Es de noche cuando regreso. Ceno palomitas de microondas, por ponerle un toque saltarín a la jornada, y me meto en la cama a leer. Tengo tres libros fijos en la mesilla, que voy picoteando desde principios de año (son libros fragmentarios): el Libro del desasosiego de Fernando Pessoa (en la edición de Pre-Textos, que me faltaba y está muy bien), las Prosas reunidas de Wislawa Symborska (¡un tomo delicioso como los ensayos de Montaigne; son los ensayos de Symborska!) y O óbvio ululante de Nelson Rodrigues (¡columnas libérrimas de mi escritor brasileño favorito!).

El cuarto libro es mudable. Coloqué hace unos días la nueva traducción de Los muertos de James Joyce (por Nuria Barrios, en Navona). Es este el que escojo. Metido en la manta, a la luz de mi rinconcito, paso tres horas –con adormilamiento en medio– en una casa, unas calles nevadas y un hotel de Dublín a principios del siglo XX. Todos estarían muertos ya, si hubieran vivido. Todos viven (y mueren) en las páginas. Desde estas se proyecta nuestra condición, en la frontera de la vida y la muerte, en una noche nevada o en una tarde gris.
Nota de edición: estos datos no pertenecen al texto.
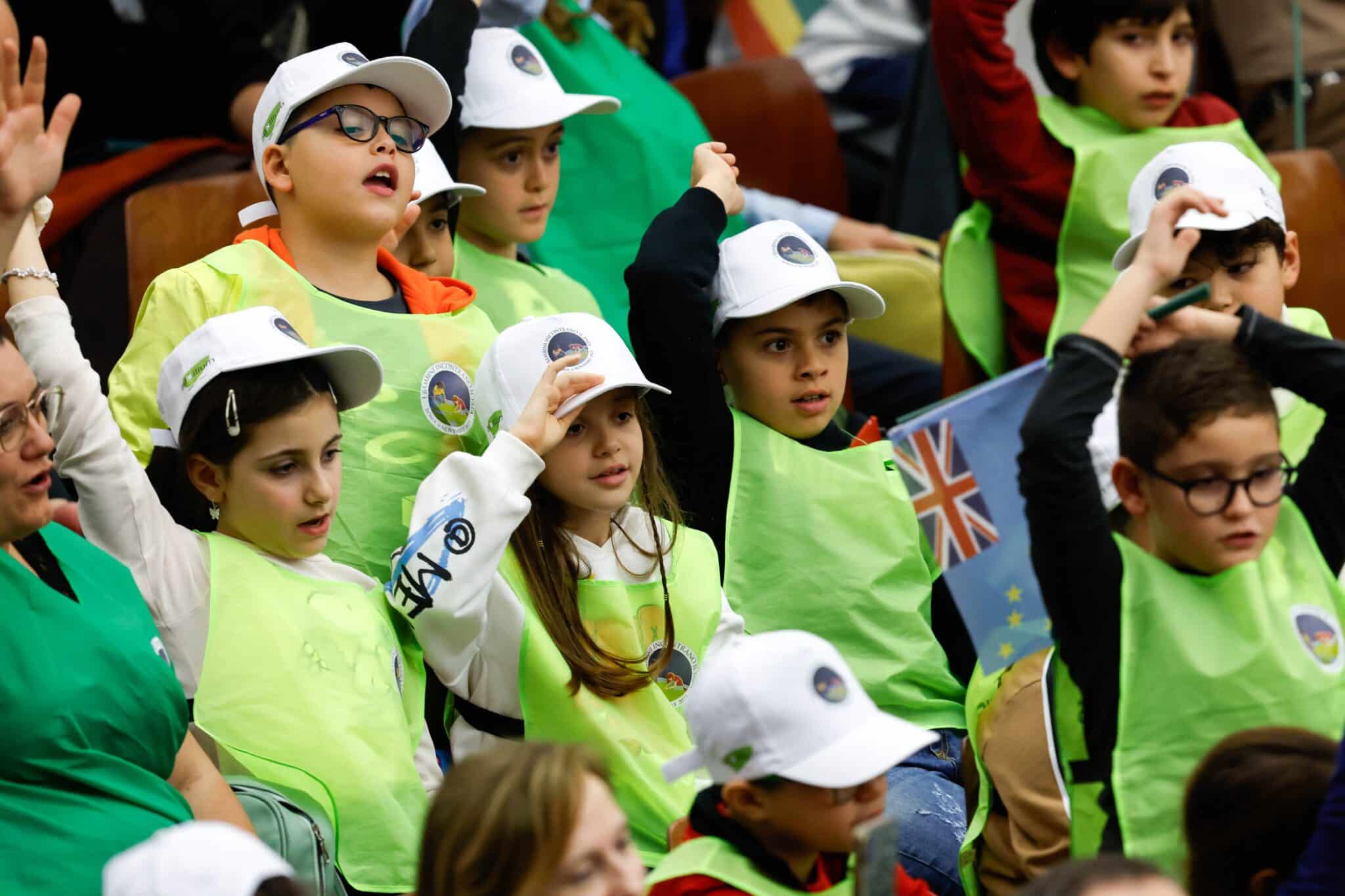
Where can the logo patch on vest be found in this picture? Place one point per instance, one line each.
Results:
(1320, 636)
(525, 60)
(794, 250)
(680, 673)
(1170, 181)
(447, 398)
(567, 341)
(829, 685)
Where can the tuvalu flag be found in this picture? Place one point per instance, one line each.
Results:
(959, 464)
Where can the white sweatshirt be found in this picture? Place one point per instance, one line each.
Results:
(120, 511)
(474, 629)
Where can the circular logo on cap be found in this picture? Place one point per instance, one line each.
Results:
(794, 250)
(1320, 634)
(525, 60)
(1170, 181)
(567, 341)
(447, 398)
(829, 684)
(681, 671)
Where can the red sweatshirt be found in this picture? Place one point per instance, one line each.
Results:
(1017, 168)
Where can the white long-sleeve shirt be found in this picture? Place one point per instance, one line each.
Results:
(120, 511)
(474, 628)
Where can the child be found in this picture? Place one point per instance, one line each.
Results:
(798, 756)
(1229, 617)
(1049, 174)
(513, 120)
(776, 484)
(332, 137)
(542, 591)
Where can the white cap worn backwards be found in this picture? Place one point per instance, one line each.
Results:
(768, 267)
(510, 86)
(418, 86)
(785, 703)
(514, 363)
(1216, 169)
(255, 337)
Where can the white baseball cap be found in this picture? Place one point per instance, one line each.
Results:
(432, 178)
(516, 360)
(198, 857)
(1214, 168)
(775, 264)
(509, 85)
(255, 337)
(785, 703)
(418, 86)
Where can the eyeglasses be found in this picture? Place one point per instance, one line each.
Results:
(362, 124)
(1212, 495)
(14, 418)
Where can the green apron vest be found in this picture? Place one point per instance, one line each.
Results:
(619, 171)
(93, 719)
(424, 412)
(1255, 645)
(509, 291)
(827, 542)
(1097, 222)
(717, 859)
(635, 734)
(319, 685)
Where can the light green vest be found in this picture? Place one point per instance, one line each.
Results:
(1204, 657)
(509, 291)
(827, 542)
(319, 685)
(1097, 222)
(619, 171)
(635, 734)
(717, 859)
(391, 444)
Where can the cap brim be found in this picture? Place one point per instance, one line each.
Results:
(861, 756)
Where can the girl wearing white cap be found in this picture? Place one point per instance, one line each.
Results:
(542, 589)
(513, 123)
(298, 668)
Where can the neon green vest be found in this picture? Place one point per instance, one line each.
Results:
(319, 685)
(619, 171)
(1255, 645)
(635, 734)
(827, 542)
(424, 412)
(1097, 222)
(509, 291)
(717, 859)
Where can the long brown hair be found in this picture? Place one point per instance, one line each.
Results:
(502, 820)
(553, 568)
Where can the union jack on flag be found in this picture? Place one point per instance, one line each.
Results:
(948, 503)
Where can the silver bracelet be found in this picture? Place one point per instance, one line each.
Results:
(30, 272)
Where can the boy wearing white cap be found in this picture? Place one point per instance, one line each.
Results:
(513, 121)
(816, 534)
(550, 575)
(798, 756)
(332, 141)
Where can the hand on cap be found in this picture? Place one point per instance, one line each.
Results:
(539, 427)
(715, 168)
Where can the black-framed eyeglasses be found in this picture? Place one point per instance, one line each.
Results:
(14, 418)
(361, 125)
(1212, 495)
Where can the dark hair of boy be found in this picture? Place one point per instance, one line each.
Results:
(1078, 878)
(1172, 391)
(1076, 24)
(1251, 807)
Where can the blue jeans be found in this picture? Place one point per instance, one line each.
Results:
(926, 797)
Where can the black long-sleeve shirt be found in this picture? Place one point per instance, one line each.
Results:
(1076, 561)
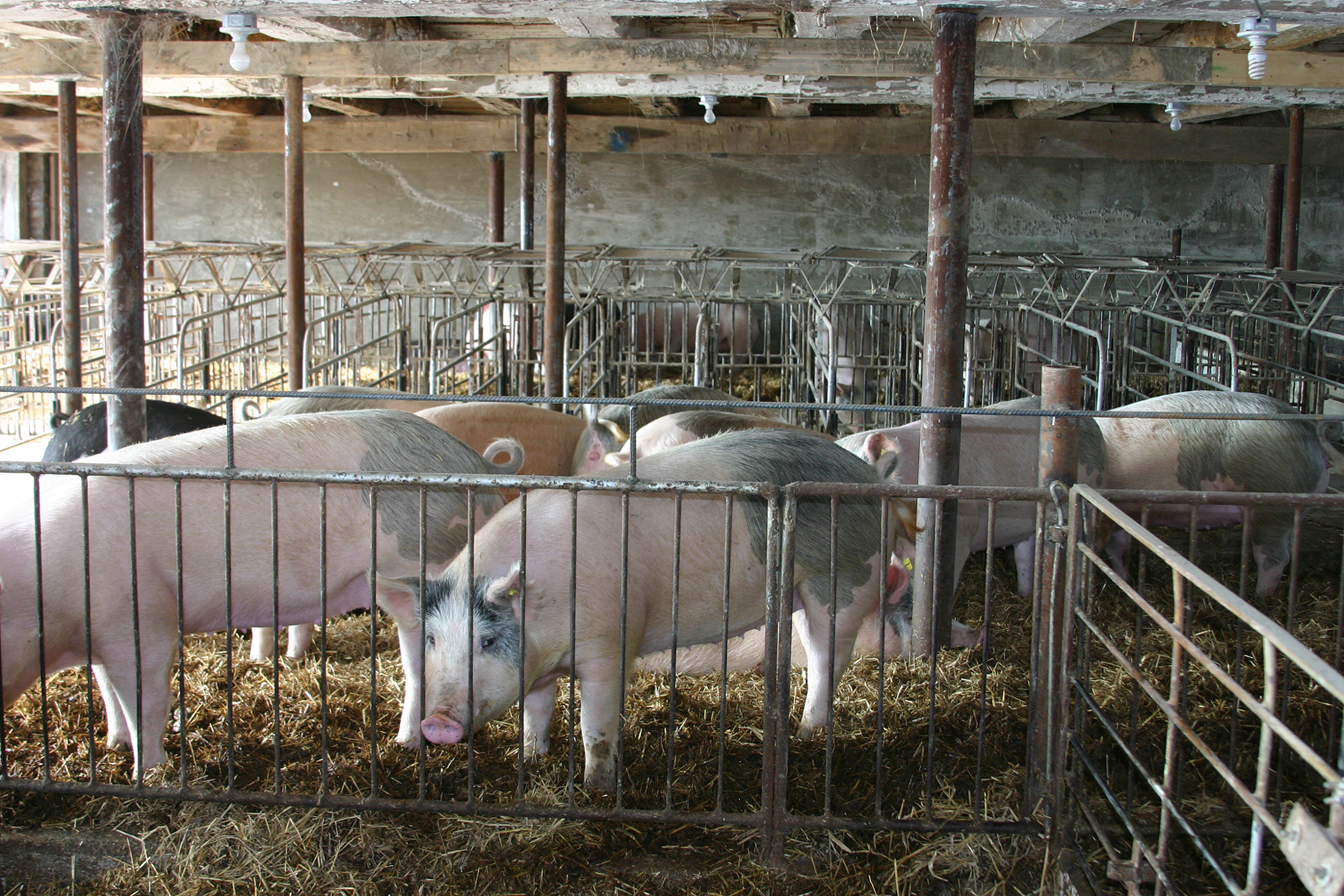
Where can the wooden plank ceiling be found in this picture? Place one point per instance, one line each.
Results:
(809, 76)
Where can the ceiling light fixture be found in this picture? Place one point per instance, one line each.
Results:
(239, 26)
(1257, 30)
(710, 101)
(1176, 110)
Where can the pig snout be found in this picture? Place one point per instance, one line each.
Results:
(441, 730)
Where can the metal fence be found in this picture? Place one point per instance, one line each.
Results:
(1202, 730)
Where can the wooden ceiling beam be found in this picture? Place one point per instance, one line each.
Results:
(764, 57)
(734, 136)
(1039, 30)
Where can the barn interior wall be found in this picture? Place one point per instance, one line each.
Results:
(1096, 207)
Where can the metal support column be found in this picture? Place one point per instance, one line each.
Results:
(1293, 188)
(296, 311)
(552, 322)
(1275, 215)
(1060, 390)
(71, 348)
(945, 319)
(124, 226)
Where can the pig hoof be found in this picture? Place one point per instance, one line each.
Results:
(441, 730)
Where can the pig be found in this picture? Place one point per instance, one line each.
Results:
(85, 431)
(995, 451)
(687, 426)
(1220, 456)
(477, 645)
(617, 418)
(337, 398)
(373, 441)
(552, 446)
(848, 355)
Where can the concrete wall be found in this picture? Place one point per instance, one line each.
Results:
(773, 202)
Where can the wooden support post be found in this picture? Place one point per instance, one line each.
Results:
(124, 226)
(296, 311)
(552, 321)
(71, 347)
(1275, 215)
(945, 319)
(1060, 390)
(1293, 188)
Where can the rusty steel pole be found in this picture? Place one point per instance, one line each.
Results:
(495, 190)
(1275, 215)
(124, 226)
(1060, 390)
(71, 348)
(552, 319)
(945, 319)
(295, 300)
(527, 175)
(1293, 188)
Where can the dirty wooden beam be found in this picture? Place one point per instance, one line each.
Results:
(430, 61)
(1039, 30)
(907, 136)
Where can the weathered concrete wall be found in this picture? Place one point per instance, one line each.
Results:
(778, 202)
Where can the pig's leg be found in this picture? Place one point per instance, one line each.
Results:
(264, 643)
(824, 666)
(1024, 554)
(1272, 536)
(119, 733)
(300, 637)
(599, 718)
(155, 696)
(538, 712)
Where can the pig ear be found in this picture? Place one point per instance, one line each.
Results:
(399, 597)
(508, 593)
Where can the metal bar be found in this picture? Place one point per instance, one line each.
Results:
(1275, 215)
(71, 348)
(122, 225)
(295, 275)
(945, 314)
(1057, 464)
(495, 187)
(1293, 187)
(552, 320)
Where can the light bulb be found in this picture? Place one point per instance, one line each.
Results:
(1259, 31)
(239, 26)
(710, 101)
(1175, 110)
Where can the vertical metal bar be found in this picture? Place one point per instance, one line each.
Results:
(1275, 215)
(945, 314)
(1058, 462)
(122, 226)
(527, 176)
(295, 300)
(552, 320)
(495, 190)
(1293, 187)
(149, 197)
(71, 350)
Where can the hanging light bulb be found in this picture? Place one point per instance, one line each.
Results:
(1257, 30)
(239, 26)
(710, 101)
(1175, 110)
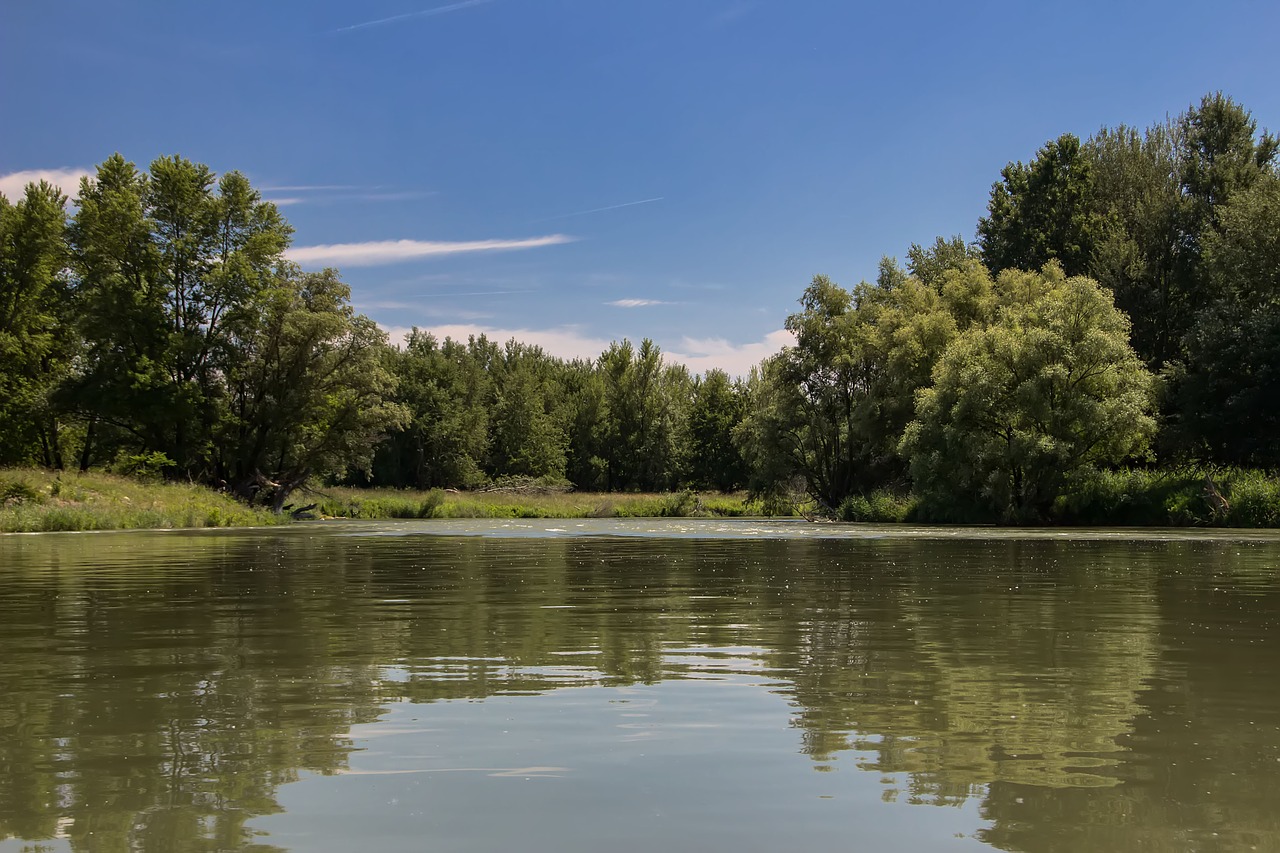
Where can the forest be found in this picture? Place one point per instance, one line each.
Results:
(1114, 331)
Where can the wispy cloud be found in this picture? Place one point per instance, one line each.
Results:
(583, 213)
(394, 251)
(338, 192)
(635, 302)
(572, 342)
(307, 187)
(566, 341)
(735, 359)
(424, 13)
(14, 183)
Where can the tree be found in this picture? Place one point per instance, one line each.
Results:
(1018, 407)
(929, 264)
(35, 334)
(528, 437)
(1142, 252)
(163, 263)
(831, 409)
(713, 457)
(309, 392)
(1228, 391)
(1041, 211)
(1220, 156)
(641, 416)
(446, 439)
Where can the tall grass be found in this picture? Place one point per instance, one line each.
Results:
(36, 501)
(1173, 497)
(437, 503)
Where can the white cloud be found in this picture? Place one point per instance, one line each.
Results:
(735, 359)
(583, 213)
(571, 342)
(635, 302)
(424, 13)
(565, 342)
(394, 251)
(14, 183)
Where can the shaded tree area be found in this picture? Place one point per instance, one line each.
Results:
(1179, 222)
(1120, 306)
(629, 420)
(159, 328)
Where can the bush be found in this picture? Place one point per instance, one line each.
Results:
(878, 506)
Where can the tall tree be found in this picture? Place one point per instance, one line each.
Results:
(309, 392)
(1041, 211)
(713, 460)
(163, 261)
(33, 323)
(1019, 406)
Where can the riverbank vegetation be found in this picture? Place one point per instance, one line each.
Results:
(502, 503)
(1106, 351)
(33, 501)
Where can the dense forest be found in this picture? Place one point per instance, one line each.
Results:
(1119, 308)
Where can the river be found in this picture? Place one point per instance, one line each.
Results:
(639, 685)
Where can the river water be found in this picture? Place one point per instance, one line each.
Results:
(639, 685)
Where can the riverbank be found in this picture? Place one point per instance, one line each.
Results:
(1180, 497)
(440, 503)
(33, 501)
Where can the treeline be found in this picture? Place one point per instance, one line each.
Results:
(1150, 334)
(1120, 306)
(158, 328)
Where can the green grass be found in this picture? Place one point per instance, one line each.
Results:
(1174, 497)
(40, 501)
(437, 503)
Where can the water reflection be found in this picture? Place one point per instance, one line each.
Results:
(159, 690)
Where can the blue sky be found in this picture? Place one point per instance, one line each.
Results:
(580, 170)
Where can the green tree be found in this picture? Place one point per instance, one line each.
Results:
(446, 439)
(831, 409)
(1018, 407)
(526, 429)
(931, 263)
(713, 460)
(163, 263)
(1142, 252)
(641, 416)
(35, 334)
(1228, 391)
(1220, 155)
(309, 392)
(1041, 211)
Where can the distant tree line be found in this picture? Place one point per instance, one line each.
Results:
(1120, 305)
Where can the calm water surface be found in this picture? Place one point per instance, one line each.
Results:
(636, 687)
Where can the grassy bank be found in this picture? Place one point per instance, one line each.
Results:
(1141, 498)
(36, 501)
(437, 503)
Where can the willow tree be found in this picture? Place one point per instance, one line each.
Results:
(1047, 391)
(307, 388)
(831, 409)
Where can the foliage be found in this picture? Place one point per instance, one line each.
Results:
(832, 407)
(1171, 497)
(307, 392)
(40, 501)
(1050, 389)
(1040, 211)
(35, 341)
(713, 456)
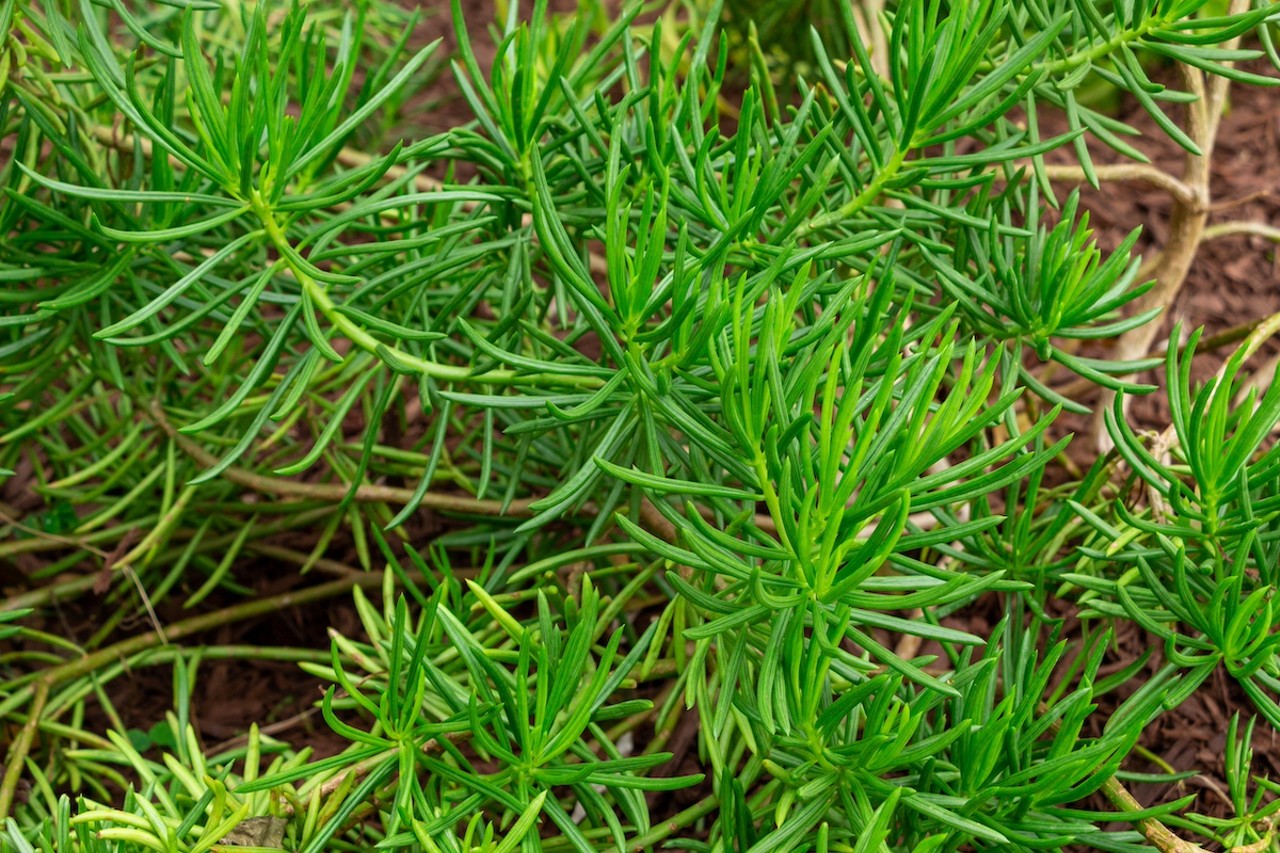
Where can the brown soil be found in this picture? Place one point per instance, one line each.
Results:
(1233, 281)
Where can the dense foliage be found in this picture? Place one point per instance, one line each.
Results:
(723, 406)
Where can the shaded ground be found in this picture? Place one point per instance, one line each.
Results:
(1233, 281)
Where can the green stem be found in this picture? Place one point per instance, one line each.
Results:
(365, 341)
(39, 694)
(699, 810)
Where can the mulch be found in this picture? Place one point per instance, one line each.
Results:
(1233, 281)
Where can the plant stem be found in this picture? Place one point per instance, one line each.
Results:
(17, 758)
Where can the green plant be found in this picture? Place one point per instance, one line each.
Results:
(621, 420)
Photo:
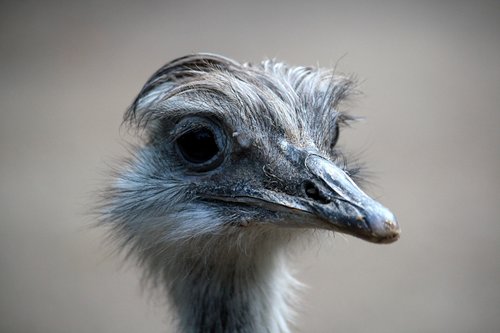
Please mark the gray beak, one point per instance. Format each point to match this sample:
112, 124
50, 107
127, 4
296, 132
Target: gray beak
325, 197
336, 199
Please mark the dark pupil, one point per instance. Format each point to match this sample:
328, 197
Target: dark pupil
198, 146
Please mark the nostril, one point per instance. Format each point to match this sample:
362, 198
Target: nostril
314, 192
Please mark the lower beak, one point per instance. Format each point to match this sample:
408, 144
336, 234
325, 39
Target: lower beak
337, 200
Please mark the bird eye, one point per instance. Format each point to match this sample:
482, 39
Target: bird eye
201, 147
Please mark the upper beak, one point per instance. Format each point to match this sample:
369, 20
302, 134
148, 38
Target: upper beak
337, 200
326, 198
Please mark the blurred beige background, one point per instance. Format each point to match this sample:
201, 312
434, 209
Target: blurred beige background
431, 77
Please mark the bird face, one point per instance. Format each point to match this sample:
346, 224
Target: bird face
238, 146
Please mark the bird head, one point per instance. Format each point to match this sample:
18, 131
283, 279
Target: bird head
230, 147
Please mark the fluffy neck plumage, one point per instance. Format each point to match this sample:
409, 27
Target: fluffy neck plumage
231, 283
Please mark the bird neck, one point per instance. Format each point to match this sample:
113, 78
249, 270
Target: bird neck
243, 287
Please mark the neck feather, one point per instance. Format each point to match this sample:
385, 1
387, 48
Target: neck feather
230, 283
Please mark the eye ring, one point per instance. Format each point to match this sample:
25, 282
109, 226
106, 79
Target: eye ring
200, 144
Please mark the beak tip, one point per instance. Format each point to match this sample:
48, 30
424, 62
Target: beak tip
388, 231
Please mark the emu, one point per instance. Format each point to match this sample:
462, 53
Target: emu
236, 163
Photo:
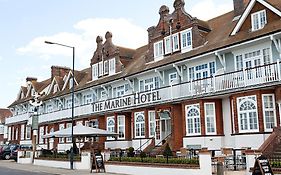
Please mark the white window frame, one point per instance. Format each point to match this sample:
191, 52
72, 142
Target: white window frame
185, 47
112, 66
168, 45
110, 127
27, 132
95, 71
121, 125
259, 21
213, 116
158, 50
273, 109
240, 100
140, 125
22, 131
173, 80
61, 127
100, 68
41, 133
187, 109
176, 42
152, 123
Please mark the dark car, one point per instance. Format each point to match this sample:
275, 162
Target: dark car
7, 151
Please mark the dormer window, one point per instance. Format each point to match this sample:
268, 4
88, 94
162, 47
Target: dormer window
168, 45
186, 40
258, 20
158, 50
56, 87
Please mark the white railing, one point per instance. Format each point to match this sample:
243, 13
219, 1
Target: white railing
260, 75
17, 118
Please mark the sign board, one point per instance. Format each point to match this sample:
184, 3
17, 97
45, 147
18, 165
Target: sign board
262, 167
127, 101
97, 162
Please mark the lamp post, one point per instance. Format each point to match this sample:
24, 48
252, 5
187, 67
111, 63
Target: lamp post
72, 99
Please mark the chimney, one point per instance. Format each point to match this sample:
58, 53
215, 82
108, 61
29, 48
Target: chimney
59, 71
31, 79
239, 6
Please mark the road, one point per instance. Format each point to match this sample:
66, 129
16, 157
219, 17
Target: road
9, 171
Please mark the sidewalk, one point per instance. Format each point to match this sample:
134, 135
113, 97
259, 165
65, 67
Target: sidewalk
42, 169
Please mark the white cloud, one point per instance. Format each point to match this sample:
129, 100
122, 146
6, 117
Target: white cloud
207, 9
125, 34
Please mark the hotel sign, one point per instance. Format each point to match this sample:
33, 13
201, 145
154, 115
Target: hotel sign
127, 101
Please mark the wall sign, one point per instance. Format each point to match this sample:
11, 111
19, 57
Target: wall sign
262, 167
127, 101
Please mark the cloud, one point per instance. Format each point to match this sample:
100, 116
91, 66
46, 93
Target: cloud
125, 34
207, 9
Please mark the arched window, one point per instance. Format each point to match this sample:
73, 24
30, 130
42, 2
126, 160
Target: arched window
139, 125
247, 114
193, 124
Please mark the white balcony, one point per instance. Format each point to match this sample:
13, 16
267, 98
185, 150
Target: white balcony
17, 118
220, 84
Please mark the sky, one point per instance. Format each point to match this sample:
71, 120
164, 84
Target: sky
26, 24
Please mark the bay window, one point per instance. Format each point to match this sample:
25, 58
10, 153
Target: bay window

Sería igual con sol, pero los decorados tenues representan mejor la pasarela.

El relato de Joyce tuvo la suerte de la película de John Huston, el mejor testamento de la historia del cine. Huston dio con el tono y respetó lo que el relato contiene. Como muchos, vi primero la película. Las lecturas posteriores, en inglés y en español (mi traducción preferida era la de Isabel Butler para Alianza Cien), ahondaban aún más en el camino marcado; lo enriquecían hasta el infinito. Ahora (la nueva traducción me ha parecido espléndida, quizá la mejor ya) he vuelto a sentir la conmoción.

La fiesta, el baile, mientras afuera nieva. Las edades, la música. Las pasiones pasadas. La conclusión de Gabriel Conroy, luego en el hotel, cuando conoce la lejana muerte por su esposa Gretta del joven Michael Furey: “Mejor adentrarse audazmente en el otro mundo, en la gloriosa plenitud de una pasión, que irse apagando y marchitarse tristemente con el paso de los años”. Y después: “Aunque jamás había sentido nada parecido por mujer alguna, sabía que tal sentimiento debía ser amor”. Y antes: “No quería admitir, ni siquiera en su interior, que su rostro [el de Gretta] ya no era hermoso, pero sabía que ya no era el rostro por el que Michael Furey había desafiado la muerte”.

“Uno tras otro, todos se convertirían en sombras”, ha pensado sobre los participantes en la fiesta de esa noche. Y, por último, naturalmente, en toda Irlanda nieva. “Su alma desfallecía poco a poco mientras escuchaba el sonido de la nieve que caía levemente sobre el universo y que, como el postrero descenso que a todos aguarda, levemente caía sobre los vivos y sobre los muertos”.